Live impeachment updates: Prosecutors show videos of rioters saying Trump invited them to breach Capitol

Here are the top moments and takeaways from prosecutors’ first full day of arguments:

GOP senator objects to prosecutors’ use of his statements

After the House impeachment managers announced they were finished with arguments for the day, Sen. Mike Lee, R-Utah, rose to object to the use of comments attributed to him about a phone call Trump made to him on the day of the riot.

Lee said the impeachment managers’ use of the comments should be stricken from the record because they were false. Rep. David Cicilline, D-R.I., had quoted stories from GOP senators to strengthen the argument that Trump was focused on overturning the election as the riot raged on.

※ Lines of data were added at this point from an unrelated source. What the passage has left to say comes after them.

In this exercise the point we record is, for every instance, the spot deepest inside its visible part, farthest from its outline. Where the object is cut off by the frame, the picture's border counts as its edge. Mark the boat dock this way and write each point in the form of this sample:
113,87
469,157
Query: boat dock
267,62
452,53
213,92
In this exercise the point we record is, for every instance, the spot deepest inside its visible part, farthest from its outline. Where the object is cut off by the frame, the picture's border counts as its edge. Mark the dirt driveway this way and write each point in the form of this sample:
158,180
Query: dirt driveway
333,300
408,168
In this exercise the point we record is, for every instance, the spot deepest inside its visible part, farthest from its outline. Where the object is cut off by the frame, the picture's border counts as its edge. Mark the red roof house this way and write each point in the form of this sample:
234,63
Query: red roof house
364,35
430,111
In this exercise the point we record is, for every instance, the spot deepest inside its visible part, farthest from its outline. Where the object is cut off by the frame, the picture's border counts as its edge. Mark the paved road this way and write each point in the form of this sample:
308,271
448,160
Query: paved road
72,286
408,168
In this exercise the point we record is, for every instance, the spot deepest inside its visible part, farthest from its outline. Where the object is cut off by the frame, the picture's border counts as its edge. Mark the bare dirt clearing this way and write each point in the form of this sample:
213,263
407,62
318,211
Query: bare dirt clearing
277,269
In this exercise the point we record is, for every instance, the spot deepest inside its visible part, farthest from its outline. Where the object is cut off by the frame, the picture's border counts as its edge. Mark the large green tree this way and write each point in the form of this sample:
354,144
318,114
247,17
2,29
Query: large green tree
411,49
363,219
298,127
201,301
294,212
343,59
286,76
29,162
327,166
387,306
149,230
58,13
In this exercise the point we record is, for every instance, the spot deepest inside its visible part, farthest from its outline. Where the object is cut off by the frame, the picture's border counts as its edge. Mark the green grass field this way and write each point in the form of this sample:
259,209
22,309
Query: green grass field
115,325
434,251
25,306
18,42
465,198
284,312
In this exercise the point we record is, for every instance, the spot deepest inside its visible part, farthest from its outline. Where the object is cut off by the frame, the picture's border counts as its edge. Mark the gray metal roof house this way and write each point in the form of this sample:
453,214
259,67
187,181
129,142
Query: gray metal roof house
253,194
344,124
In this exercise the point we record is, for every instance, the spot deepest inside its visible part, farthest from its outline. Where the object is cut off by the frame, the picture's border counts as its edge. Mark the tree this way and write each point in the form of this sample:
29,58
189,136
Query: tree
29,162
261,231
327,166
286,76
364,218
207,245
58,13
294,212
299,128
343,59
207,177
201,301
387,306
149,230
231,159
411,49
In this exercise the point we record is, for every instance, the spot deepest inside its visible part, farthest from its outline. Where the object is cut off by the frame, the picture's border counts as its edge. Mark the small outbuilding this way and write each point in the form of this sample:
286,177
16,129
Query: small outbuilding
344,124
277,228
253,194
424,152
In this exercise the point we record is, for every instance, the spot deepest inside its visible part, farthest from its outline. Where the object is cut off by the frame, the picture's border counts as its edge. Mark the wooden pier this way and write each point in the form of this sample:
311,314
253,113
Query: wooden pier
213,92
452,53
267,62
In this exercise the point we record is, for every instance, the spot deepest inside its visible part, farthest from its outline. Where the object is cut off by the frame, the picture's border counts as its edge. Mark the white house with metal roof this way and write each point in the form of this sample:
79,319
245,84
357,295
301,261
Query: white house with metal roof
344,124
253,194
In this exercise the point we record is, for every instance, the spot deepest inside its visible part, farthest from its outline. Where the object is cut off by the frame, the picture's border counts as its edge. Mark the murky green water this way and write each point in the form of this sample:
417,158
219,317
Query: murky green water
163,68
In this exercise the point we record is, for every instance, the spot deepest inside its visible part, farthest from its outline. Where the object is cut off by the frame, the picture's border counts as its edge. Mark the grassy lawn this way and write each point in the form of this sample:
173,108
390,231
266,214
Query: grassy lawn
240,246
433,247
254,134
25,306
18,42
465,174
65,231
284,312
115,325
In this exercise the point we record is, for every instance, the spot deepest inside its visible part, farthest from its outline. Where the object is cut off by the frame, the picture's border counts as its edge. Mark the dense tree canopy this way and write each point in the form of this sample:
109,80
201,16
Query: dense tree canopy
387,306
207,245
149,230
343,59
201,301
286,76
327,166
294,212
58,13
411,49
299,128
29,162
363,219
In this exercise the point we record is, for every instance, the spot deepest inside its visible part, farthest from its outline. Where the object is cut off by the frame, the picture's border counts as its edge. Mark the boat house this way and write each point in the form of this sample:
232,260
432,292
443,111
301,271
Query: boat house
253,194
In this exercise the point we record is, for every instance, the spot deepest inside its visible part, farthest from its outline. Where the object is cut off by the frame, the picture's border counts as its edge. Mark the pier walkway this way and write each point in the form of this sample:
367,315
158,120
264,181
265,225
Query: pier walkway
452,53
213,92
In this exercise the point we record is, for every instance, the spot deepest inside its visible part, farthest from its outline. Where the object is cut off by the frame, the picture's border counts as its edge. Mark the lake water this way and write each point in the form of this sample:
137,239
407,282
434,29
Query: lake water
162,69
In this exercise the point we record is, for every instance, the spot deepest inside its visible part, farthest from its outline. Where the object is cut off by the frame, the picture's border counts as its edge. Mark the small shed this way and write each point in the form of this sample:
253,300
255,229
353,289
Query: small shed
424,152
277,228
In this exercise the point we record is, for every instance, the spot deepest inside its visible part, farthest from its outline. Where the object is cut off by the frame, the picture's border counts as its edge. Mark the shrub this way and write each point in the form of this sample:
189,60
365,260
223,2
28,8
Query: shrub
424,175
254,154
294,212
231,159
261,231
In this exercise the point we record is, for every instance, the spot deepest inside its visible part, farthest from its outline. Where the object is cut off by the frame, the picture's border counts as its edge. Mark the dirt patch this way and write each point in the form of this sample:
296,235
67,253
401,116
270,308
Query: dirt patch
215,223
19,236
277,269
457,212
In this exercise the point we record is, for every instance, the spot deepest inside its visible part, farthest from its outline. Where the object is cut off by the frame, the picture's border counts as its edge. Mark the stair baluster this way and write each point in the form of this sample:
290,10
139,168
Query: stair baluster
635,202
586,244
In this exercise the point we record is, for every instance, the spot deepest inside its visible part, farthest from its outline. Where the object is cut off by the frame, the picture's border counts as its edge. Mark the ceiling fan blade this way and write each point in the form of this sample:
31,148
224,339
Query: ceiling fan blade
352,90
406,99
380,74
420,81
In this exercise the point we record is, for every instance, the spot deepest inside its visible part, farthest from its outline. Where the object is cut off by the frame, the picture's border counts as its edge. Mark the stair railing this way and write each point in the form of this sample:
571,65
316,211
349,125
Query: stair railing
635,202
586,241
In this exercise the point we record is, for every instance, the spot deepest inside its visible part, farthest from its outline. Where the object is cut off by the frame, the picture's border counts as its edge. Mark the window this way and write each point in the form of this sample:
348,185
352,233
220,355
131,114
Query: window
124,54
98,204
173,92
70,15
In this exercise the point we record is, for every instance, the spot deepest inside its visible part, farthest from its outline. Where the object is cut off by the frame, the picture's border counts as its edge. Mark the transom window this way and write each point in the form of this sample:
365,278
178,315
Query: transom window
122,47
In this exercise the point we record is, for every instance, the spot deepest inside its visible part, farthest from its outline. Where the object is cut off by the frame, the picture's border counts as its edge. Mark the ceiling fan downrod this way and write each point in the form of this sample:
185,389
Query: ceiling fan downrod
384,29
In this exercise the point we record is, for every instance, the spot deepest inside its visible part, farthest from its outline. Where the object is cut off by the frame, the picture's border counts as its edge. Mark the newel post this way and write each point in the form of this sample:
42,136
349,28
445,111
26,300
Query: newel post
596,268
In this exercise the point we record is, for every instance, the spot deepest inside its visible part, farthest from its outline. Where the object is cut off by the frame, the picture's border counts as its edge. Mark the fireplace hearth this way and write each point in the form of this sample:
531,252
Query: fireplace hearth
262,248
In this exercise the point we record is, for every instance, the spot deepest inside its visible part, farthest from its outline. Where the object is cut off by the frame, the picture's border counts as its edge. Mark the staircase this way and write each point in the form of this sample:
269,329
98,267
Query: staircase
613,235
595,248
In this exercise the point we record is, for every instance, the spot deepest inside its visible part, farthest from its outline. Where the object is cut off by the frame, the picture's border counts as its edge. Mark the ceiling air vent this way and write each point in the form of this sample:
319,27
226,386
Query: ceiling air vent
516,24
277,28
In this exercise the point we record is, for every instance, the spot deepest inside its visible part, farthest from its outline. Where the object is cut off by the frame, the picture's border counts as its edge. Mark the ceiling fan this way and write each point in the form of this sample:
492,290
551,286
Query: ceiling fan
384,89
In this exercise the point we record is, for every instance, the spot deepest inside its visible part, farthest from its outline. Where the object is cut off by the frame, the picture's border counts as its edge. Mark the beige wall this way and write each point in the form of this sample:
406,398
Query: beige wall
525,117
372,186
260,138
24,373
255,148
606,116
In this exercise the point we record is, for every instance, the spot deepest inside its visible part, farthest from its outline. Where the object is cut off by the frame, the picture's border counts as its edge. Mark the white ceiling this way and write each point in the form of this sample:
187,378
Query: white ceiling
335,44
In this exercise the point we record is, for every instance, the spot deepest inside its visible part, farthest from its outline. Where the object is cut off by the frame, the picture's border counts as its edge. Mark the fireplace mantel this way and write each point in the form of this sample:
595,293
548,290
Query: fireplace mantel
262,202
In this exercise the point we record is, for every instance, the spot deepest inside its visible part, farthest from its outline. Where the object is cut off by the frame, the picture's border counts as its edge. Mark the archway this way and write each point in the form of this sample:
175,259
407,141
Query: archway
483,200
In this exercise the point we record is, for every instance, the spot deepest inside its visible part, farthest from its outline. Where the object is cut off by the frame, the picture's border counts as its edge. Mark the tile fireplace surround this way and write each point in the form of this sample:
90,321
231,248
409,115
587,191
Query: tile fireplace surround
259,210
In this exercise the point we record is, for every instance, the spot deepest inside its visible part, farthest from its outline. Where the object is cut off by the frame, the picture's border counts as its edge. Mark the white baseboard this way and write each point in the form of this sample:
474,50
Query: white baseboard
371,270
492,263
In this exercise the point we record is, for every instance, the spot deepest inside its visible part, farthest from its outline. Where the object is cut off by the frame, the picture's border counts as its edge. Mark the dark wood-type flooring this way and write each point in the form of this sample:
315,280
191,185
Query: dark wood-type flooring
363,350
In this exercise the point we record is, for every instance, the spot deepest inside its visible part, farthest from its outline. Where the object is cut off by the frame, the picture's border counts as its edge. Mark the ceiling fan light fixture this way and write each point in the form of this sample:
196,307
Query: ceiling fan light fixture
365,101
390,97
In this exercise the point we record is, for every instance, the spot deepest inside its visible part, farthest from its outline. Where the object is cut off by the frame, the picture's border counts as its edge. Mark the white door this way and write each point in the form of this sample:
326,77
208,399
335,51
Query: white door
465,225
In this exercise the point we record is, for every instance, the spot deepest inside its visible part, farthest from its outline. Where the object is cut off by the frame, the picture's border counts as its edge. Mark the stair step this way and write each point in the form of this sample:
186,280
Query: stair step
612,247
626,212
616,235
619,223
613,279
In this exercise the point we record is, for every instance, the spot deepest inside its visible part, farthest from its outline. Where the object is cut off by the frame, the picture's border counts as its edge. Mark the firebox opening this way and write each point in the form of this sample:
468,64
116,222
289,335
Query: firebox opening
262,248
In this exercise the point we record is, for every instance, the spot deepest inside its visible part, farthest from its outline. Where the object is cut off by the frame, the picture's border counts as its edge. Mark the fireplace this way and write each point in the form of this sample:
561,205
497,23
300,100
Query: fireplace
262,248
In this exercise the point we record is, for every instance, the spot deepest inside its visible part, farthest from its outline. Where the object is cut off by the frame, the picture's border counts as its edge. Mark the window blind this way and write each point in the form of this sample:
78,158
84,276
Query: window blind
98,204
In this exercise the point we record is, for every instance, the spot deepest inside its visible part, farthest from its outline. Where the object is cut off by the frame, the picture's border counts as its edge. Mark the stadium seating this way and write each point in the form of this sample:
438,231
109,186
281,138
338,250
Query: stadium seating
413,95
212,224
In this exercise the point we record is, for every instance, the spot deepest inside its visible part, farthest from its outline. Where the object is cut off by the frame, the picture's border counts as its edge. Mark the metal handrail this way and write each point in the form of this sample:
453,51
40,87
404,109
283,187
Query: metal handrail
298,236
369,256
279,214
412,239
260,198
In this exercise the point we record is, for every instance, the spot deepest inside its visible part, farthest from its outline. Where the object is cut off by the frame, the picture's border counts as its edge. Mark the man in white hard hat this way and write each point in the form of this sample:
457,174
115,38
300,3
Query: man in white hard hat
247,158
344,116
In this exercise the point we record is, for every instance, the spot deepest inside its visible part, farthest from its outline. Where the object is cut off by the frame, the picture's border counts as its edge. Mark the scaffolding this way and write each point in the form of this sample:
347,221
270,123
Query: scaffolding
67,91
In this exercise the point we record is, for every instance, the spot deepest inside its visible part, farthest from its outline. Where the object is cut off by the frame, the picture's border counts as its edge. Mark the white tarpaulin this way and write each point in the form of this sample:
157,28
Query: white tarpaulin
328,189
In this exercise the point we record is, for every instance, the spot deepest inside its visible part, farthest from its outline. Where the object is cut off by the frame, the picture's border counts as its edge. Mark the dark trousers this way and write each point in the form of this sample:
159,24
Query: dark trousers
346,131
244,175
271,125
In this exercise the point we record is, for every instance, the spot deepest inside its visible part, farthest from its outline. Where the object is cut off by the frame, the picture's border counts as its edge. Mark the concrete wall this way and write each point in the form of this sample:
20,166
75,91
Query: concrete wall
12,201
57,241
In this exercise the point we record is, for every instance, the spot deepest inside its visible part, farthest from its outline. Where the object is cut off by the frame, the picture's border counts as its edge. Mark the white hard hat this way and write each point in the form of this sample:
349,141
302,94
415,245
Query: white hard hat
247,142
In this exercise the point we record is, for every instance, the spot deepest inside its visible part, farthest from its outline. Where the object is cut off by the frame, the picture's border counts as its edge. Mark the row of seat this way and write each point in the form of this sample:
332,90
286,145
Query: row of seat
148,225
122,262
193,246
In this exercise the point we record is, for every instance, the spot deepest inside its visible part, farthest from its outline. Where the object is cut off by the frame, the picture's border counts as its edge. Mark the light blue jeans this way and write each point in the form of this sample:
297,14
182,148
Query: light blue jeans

Trump called Lee while trying to reach Sen. Tommy Tuberville, R-Ala., as first reported by CNN. In the call, Trump reportedly told Tuberville to do more to object to the electoral votes.

As Cicilline described the call, Lee shook his head and scribbled on a sheet of paper, “This is not what happened,” which he handed to Trump attorney David Schoen.

“I’m the only witness,” Lee said. And as the only witness on the call, he said he “never made those statements.”

Rep. Jamie Raskin, D-Md., said prosecutors were happy to withdraw the comments that were quoted from the news report.

Impeachment managers present new footage of riot

Rep. Eric Swalwell, D-Calif. presented senators with footage and audio, which had previously not been made public, of the Jan. 6 riots to highlight how close members of Congress had been to insurrectionists.

Body-camera footage and audio calls from dispatch from police officers at the Capitol, along with security camera footage from inside the building, were shown for the first time as senators relived that day from a new perspective.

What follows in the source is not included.